2026-02-21
Three events in no particular order.
Event 1: On November 8, 2025, Cloudflare went down, taking with itself dozens of other services that have it as a dependency. I could live without it; being offline does not mean I cannot continue my work—or so I thought. It was that day I learned that Postman needs me to be connected to the internet, something I never thought was necessary for just sending HTTP requests to my local backend application. So, after going online, I downloaded Bruno and bid Postman goodbye. It has been a very simple and straightforward solution. I just run Git as my backup for my collections.
Event 2: My experience with Linux dates back to when I started programming. But it has never been a daily driver for me. I could be just as productive and useful on Windows. I used to tell everyone that my number one and number two most favorite applications are Notepad and Paint, and rightfully so. These tools were so simple and one-dimensional in what they did, you could always expect how it would behave or how you should interact with it. I would have any and every type of draft written in Notepad. My to-do lists, meeting notes, snippets, everything. Some time 4 months back, I was prompted with a modal to use Copilot in Notepad. Now, I work professionally in the field of AI and LLMs. But it still felt very much forced. There was not any substantial need for Copilot into something that is essentially a place to just store your ramblings on a keyboard—even if it's some nonsense. Keep in mind that the copilot button was there for a long time before that—4 months. But it was not being tried to be shoved down my throat, so I did not bother. But for the past year or so, it has been feeling like Microsoft (and every other company that has any sort of visible footprint on the internet) is trying to feed me some AI bullshit.

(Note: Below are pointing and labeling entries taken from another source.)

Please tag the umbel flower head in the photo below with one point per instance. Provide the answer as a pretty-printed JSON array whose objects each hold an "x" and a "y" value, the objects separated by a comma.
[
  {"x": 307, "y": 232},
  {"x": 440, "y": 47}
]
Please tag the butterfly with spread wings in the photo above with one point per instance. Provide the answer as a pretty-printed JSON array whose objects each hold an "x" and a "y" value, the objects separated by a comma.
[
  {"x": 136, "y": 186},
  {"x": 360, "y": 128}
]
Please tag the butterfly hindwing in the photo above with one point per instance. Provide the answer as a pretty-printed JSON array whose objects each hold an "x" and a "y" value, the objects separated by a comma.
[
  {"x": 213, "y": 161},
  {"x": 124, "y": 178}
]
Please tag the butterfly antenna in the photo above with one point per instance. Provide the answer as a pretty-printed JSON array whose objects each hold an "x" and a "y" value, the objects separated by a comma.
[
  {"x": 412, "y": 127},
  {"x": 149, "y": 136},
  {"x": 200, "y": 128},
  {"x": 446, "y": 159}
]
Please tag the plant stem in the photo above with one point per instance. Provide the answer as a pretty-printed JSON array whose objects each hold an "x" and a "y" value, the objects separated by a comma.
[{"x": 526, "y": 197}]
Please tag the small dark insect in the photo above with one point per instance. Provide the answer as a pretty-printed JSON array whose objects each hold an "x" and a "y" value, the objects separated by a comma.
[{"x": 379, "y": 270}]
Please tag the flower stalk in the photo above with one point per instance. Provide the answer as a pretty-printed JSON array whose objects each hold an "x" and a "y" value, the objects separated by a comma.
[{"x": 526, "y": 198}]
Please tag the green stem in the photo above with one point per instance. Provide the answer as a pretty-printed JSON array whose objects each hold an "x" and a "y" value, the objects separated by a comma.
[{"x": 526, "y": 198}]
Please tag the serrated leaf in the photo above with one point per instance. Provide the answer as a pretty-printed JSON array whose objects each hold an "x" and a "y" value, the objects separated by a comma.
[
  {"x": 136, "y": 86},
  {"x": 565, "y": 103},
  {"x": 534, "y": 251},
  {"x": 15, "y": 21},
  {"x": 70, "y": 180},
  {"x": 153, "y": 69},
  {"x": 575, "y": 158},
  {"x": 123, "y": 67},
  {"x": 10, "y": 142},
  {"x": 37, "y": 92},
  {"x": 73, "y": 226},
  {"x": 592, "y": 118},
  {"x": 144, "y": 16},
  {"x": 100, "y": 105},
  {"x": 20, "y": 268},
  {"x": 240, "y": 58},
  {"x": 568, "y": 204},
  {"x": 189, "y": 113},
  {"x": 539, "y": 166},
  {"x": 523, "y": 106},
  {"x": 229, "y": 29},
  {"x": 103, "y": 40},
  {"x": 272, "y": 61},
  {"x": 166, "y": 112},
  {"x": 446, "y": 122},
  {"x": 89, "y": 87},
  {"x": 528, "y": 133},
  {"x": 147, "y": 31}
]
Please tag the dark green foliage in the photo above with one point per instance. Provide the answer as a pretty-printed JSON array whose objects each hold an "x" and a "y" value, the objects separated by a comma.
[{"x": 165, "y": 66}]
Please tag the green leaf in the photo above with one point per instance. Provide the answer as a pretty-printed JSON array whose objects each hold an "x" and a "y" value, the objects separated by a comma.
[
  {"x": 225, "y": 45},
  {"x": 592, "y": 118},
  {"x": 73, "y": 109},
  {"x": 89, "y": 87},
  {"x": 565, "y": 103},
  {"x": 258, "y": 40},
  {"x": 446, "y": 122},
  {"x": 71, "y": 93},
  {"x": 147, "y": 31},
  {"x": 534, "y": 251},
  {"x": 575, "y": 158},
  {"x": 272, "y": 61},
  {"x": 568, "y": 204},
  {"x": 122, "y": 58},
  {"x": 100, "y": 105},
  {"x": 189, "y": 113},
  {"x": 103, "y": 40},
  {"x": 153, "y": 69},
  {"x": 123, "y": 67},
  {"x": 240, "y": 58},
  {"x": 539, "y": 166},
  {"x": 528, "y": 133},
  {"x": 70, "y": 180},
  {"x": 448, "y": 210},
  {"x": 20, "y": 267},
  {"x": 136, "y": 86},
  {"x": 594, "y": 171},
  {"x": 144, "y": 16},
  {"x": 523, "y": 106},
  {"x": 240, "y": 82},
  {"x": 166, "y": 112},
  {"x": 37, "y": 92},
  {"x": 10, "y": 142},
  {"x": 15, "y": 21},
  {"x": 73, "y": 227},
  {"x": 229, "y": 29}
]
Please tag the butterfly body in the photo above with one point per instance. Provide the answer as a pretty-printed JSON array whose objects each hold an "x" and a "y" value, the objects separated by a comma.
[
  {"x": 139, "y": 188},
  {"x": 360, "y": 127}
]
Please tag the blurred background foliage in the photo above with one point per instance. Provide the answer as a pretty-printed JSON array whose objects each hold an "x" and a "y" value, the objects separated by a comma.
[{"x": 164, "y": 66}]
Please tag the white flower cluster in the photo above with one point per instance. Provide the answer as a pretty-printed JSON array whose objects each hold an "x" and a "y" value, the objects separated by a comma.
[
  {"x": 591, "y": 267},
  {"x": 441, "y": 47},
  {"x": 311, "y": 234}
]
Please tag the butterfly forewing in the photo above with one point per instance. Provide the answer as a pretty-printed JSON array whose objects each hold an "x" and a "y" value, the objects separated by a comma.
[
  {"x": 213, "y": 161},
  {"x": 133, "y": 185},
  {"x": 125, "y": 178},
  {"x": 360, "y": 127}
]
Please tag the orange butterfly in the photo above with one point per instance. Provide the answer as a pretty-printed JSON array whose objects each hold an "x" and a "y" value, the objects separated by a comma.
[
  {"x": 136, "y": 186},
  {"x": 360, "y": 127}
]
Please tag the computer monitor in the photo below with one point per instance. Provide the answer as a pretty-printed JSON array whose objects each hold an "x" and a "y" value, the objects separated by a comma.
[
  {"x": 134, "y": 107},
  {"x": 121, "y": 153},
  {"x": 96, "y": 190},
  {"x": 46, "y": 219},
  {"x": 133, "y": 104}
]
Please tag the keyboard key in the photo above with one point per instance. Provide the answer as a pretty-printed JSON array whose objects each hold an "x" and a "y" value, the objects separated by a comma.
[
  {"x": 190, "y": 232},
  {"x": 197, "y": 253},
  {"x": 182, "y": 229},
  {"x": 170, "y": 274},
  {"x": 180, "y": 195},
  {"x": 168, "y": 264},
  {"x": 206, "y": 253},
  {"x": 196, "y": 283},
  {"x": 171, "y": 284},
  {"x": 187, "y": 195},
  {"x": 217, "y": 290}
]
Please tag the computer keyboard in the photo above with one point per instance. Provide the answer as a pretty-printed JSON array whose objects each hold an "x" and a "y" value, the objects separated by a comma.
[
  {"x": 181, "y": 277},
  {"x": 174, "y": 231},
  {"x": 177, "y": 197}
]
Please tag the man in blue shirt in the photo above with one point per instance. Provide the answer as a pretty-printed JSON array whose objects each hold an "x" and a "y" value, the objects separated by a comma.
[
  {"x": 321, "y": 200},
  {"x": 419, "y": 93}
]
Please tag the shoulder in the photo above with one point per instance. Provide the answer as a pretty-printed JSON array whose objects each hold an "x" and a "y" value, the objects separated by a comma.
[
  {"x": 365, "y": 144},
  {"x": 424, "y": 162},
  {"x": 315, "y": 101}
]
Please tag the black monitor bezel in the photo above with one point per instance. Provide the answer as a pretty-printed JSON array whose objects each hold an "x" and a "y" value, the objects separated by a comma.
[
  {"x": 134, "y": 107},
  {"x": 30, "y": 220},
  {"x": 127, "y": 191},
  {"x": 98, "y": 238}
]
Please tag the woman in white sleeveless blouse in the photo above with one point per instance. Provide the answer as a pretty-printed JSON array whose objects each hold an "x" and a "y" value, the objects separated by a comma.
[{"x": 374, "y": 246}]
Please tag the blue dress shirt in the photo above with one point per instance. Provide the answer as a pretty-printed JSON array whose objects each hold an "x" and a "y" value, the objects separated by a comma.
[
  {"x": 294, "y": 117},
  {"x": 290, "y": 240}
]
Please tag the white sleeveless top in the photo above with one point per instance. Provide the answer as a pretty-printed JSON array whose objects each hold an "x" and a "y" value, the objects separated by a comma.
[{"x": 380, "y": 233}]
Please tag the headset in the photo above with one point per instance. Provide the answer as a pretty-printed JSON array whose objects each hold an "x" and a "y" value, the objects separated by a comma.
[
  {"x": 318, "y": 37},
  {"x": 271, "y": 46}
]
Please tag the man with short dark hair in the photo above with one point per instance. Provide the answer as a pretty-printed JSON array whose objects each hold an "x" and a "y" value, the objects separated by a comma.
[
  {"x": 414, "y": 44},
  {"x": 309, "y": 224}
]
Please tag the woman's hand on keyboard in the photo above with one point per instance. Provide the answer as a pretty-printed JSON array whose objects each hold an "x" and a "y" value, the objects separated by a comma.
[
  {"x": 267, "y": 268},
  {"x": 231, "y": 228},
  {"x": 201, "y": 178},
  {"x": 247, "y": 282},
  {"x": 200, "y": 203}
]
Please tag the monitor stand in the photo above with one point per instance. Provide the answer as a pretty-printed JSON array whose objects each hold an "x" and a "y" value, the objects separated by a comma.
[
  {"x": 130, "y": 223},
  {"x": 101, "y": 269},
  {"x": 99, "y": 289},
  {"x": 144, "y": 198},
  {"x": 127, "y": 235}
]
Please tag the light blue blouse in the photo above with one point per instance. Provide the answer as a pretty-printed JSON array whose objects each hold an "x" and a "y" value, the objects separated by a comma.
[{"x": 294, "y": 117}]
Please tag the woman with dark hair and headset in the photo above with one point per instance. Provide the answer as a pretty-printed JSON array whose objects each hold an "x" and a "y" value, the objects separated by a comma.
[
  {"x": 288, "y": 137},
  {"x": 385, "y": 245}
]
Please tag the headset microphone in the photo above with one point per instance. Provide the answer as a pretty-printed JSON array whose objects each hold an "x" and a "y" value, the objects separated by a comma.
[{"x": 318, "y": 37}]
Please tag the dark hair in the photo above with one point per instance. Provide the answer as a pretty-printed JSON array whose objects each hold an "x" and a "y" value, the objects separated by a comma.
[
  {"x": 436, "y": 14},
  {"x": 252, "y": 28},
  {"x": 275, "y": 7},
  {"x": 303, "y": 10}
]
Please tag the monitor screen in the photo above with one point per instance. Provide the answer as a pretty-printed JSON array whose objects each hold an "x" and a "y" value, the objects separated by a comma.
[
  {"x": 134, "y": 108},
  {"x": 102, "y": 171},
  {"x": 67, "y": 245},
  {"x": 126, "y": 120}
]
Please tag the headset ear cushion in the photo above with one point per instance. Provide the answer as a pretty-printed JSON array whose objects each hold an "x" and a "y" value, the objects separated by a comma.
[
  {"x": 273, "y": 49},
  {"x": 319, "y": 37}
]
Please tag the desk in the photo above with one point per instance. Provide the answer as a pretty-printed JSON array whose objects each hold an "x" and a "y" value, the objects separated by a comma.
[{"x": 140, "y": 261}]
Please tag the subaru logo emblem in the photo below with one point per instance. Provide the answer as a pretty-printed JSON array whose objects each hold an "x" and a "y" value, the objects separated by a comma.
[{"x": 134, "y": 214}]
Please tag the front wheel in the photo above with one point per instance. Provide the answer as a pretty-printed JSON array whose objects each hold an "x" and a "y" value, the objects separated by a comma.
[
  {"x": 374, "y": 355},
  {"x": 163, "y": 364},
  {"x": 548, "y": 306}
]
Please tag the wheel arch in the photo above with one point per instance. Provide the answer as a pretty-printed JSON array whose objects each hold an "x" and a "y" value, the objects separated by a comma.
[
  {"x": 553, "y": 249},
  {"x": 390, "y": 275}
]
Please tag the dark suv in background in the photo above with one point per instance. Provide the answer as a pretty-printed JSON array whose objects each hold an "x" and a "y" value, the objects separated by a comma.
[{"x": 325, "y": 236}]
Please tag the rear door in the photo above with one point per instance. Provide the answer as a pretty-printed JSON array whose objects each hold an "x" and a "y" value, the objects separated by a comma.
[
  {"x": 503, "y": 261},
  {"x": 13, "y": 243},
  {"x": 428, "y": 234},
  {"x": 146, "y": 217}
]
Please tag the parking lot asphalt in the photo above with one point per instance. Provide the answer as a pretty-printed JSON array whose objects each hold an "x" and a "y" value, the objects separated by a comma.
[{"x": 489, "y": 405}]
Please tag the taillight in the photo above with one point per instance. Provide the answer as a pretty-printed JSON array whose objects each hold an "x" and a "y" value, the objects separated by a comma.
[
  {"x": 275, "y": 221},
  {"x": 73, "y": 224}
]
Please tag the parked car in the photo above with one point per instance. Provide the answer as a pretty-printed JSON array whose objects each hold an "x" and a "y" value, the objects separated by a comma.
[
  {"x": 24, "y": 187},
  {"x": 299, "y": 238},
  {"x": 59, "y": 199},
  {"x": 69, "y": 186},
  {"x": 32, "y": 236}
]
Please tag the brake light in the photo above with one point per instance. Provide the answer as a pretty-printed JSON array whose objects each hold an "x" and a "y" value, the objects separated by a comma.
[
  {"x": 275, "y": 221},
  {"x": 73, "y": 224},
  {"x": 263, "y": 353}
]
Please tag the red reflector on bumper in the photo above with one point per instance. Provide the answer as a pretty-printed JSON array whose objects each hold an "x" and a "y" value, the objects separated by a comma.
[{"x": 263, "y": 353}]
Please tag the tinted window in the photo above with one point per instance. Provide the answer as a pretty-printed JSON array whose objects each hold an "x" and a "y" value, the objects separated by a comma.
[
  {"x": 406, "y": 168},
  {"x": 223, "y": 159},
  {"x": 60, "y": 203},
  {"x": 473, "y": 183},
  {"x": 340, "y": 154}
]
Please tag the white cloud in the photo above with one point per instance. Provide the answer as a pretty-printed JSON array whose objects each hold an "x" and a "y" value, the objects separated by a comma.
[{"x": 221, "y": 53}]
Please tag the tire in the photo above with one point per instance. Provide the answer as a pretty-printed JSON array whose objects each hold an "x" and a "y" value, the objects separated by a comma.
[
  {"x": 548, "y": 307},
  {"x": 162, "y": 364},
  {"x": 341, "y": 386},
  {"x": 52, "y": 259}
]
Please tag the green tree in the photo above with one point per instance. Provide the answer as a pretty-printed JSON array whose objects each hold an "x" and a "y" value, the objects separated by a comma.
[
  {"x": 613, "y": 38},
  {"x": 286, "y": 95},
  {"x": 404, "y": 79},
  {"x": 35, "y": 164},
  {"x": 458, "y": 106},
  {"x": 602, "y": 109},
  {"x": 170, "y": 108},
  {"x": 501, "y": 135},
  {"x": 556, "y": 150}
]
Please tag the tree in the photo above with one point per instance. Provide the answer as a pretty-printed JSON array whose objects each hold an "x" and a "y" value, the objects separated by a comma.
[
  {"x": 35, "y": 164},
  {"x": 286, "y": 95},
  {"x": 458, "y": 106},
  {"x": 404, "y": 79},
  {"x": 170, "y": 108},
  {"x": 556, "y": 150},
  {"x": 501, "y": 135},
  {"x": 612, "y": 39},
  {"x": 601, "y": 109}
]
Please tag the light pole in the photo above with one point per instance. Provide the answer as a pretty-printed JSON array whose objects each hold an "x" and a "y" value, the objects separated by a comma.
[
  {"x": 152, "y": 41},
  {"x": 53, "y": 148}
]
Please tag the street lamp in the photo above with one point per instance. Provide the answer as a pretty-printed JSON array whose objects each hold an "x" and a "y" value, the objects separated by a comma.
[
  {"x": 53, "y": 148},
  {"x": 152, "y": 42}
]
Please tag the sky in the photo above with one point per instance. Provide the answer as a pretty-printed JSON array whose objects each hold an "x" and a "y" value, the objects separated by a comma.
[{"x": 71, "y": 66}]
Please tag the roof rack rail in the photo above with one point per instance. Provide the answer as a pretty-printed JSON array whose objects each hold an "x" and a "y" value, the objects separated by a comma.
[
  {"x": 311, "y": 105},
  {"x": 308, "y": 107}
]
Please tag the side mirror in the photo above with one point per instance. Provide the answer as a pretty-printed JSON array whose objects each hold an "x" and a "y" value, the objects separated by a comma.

Event 3: I used to do all my LaTeX editing on my laptop, locally. It works flawlessly. However, eventually, there came the need to collaborate with other people, and not every researcher or author is expected to manage Git repositories for academic publication (even if I think that they should be). So, like a million other people, I also had to log on to Overleaf. Don't get me wrong. It is a great tool. And for 80% of the time, it will work great. But a week before my undergraduate project report submission, I found that my overleaf project was not compiling at all. Overleaf hit me with a Time Limit Exceeded error because my project was too big. I had to get Overleaf Standard. I never ran through the whole duration of the subscription. But it is worth noting that the cost of that plan is $250/year. For something that just compiles your .tex files.
What I wanted to convey with all this is that, lately, it has been feeling like the control of our products has been slipping away from our hands all too quickly. The cost of comfort over control keeps rising, and we have to pretend that it's okay. I am no stranger to the Free Software Movement. I have been on the internet long enough. But I have never felt the urgency to take it more to heart than now. So, three months back, I switched completely to Linux for all of my devices. Then I repaired the old desktop I had at home, put a fresh install of Linux on it too, put it on all my spare hard drives, and started putting everything in it.
First, a lot of media. Pictures, movies, TV shows, books, music—everything. We had a nationwide internet blackout in July of 2024. I don't want to sound like a doomer and paranoid, but that has taken off my faith in the belief that the internet will always be there. It will not. So, anything I own had to be archived locally. Google Photos is not simply reliable anymore, and I feel much better about my privacy.
Then, Overleaf. Yes. The good folks have a community edition that you can self-host. You can collaborate without any limitations and no compilation timeouts. I didn't need anything else, and I didn't need to convince others to have TeX Live on their own systems and regularly commit to their repositories.
And then, things that are of lesser importance, and I can live without if the services go down, are Jellyfin, Gitea, n8n, Stirling, Omnitools, and Readeck (Long live Pocket).
Finally, seeding Linux ISOs. A lot of them. I have always been vocal about the necessity of archives and the right to them. I cannot host and seed all the Linux ISOs in the world. But I can definitely chip in. I have a dedicated drive that seeds data from a very popular shadow provider of Linux ISOs.